Sleep is wonderful – when you’re tired, nothing feels better! But why do we need to sleep? And why do we dream?
First, let’s look at what happens when we are asleep. Humans actually go through 5 different stages of sleep in each cycle, and a sleep cycle lasts on average 90 minutes. The first stage is very light sleep where your muscles relax, and this stage is very easy to wake up from. In the second stage, your breathing and heart rate slow down, and so do your brain waves. In the third stage, the brain starts to produce delta waves which are very slow, long-period waves of electrical activity in the brain, and in the fourth stage, these delta waves are at their maximum size and slowness. At this point, you’re not dreaming. Instead, your brain is like a computer in “sleep” mode, where only the most basic operations are still running.
In the fifth stage, known as Rapid Eye Movement or REM sleep, your brainwaves change from delta waves to more excited theta waves. Your breathing and heart rate increase, so you’re in a more excited physical state. Luckily, your brain releases a chemical called glycine which stops your muscles from moving so that you don’t act out your dreams! If you sleep for 9 hours in a night, you’ll likely go through 6 periods of REM sleep in which you’ll be dreaming.

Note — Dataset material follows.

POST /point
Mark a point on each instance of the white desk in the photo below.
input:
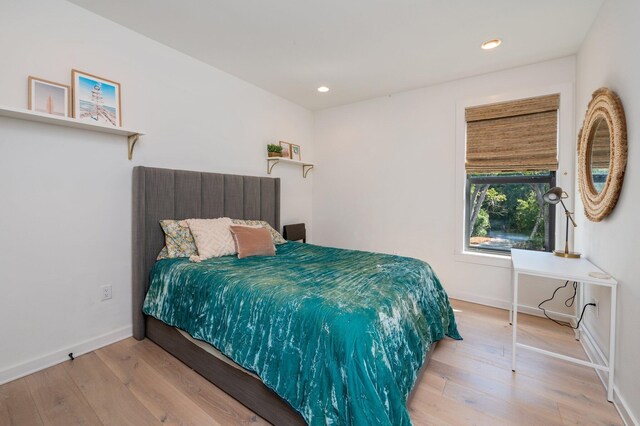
(541, 264)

What happens in dreams? If you can remember any of yours, you’ll know that they are a strange mishmash of things you’ve encountered in your day-to-day life, mixed with fantasy and impossible actions, like being able to fly. Researchers don’t know exactly why we dream, but they know that if we don’t, we have troubles. In some experiments, people were woken up every time they were about to start dreaming, but they were allowed to have light and deep sleep. This resulted in them having anxiety, loss of appetite, and generally bad moods. They also had more trouble learning and mastering physical tasks. So dreaming is definitely important for our mental health, even if we don’t know entirely why.
The rest of the time you’re sleeping allows your body to heal damaged tissues (like bruises and broken bones), and to rest and ‘re-set’ tired muscles. It seems that delta waves also to help to coordinate your body’s internal clock, helping all your cells get in synch with each other so that they can work together to move your body and sense the world around you.